Nach dem 3. Kontakt: Andeutungsweise ist hier außen um die Venus herum der Lomonossov-Ring zu erkennen
Der 4. Kontakt naht - mein letztes Foto vom Transit...
Zwischen drittem und vierten Kontakt war visuell im Teleskop wiederum der Lomonossov-Ring zu sehen. Tja, und das war's dann für uns. Den vierten Kontakt konnten wir ebenfalls nicht beobachten. Wie wir die Sonne wieder zu Gesicht bekommen haben, war die Sache bereits Geschichte... Nur, ganz zu Ende ist die Story noch nicht. Etwas enttäuscht blickte ich ins Okular. Wo ist sie den jetzt, die Venus? Dahin. Ich guckte an die Austrittsstelle, und auf einmal blieb mein Blick an einem zarten Lichtring neben der Sonne hängen! Das war cool, die Venus noch nach dem Transit zu sehen! Walter wurde durch meine Urlaute, die ich in solchen Situationen von mir zu geben pflege, aufgeschreckt. Das wollte er auch sehen. Nur war's nicht einfach, wenn man immer nur für Sekunden freien Blick zur Sonne hat - doch es ist auch Walter zweimal gelungen, die Venus zu sichten! Na DAS wollten wir auch fotografieren, oder zumindest versuchen. Behaupten kann man so eine Beobachtung ja leicht, nur beweisen? :-) Leider ist der Beweis nicht gelungen, auf den Fotos war die Venus nicht drauf.

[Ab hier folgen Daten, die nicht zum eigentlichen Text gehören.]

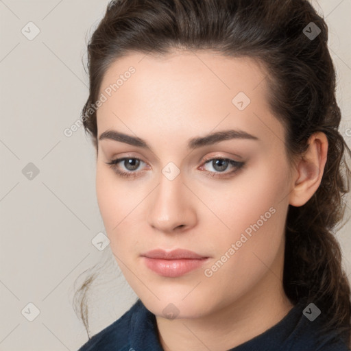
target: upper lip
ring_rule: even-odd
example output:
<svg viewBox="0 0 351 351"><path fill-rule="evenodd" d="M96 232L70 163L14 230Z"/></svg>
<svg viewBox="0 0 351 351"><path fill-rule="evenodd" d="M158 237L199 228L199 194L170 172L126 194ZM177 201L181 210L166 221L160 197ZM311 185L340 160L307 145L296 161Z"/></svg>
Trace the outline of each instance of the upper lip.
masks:
<svg viewBox="0 0 351 351"><path fill-rule="evenodd" d="M199 255L193 251L184 249L176 249L171 251L166 251L162 249L155 249L148 251L141 256L149 258L162 258L164 260L177 260L180 258L201 259L208 257Z"/></svg>

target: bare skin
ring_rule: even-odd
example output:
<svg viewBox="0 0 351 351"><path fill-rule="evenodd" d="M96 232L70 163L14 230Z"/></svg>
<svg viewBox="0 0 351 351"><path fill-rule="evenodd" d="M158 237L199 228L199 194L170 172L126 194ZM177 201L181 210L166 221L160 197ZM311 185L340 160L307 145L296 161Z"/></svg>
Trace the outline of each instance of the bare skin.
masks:
<svg viewBox="0 0 351 351"><path fill-rule="evenodd" d="M282 289L285 220L289 205L304 205L320 184L326 136L313 134L304 158L289 163L283 126L266 97L267 73L249 58L133 53L110 67L101 93L130 66L135 73L97 111L98 136L117 130L145 140L151 150L99 141L97 195L111 249L128 282L156 315L165 350L228 350L293 307ZM232 102L239 92L251 100L242 110ZM257 139L187 149L191 138L228 130ZM114 169L106 164L123 157L139 158L140 165L131 170L123 161ZM218 157L244 166L205 163ZM166 169L180 172L171 180L162 173L171 162L175 166ZM116 169L138 176L123 178ZM250 237L254 223L259 228ZM243 233L247 240L239 246ZM209 258L182 276L165 277L141 256L155 248L187 249ZM219 260L223 265L216 269ZM177 308L175 318L165 316L169 304Z"/></svg>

Wie ist diese Beobachtung eigentlich möglich? Die Erklärung ist relativ einfach: Solange die Venus in unserer Sichtlinie noch nahe an der Sonne steht, sehen wir sie vor der Chromoshpäre der Sonne, und das reicht aus, die Venus durch den Sonnenfilter hindurch sichtbar zu machen.

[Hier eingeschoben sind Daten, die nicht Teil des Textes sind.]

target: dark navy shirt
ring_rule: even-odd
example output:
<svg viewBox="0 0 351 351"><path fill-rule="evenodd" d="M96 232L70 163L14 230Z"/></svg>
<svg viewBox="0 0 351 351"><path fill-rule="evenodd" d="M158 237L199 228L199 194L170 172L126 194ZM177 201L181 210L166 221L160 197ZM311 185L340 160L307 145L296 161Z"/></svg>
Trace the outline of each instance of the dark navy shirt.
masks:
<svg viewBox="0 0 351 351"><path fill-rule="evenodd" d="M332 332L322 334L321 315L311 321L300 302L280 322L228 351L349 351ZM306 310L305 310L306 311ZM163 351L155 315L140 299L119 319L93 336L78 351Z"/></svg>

Tja, was bleibt noch zu sagen: Eigentlich sind wir zufrieden, mehr wäre an Phänomenen wohl ohnehin nicht sichtbar geworden. Und unsere Chance auf den dritten und vierten Kontakt lebt: am 6. Juni 2012 - sofern das Wetter mitspielt, man weiß ja, es ist ein Hund :-)

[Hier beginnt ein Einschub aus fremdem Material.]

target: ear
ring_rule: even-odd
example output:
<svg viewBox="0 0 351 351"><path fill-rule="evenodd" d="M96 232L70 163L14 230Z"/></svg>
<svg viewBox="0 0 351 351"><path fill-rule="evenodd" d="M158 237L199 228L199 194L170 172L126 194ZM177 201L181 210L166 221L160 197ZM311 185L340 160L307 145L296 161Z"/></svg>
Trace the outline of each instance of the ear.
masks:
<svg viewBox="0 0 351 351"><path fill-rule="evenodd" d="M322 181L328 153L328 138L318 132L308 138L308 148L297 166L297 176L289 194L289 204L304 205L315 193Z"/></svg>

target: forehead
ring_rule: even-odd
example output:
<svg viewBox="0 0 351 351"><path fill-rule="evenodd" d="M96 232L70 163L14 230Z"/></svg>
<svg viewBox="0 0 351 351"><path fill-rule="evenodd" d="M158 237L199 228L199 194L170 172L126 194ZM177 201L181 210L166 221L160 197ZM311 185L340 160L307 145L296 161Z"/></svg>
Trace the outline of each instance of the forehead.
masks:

Ein Wort noch zu den Transitbildern: Sie sind allesamt seitenverkehrt, weil ich an meinem Baader-Folie gefilterten APO mit Zenitprisma beobachtete. Und ich habe mir keine Mühe gemacht, die Fotos in irgendeine besondere Orientierung zu bringen. Daher entspricht die Orientierung am ehesten den Notwendigkeiten, die Kamera so ans Okular zu halten, dass man bestmöglich in die Austrittspupille des Okulars kommt, und der Autofokus was zum "Einschnappen" findet.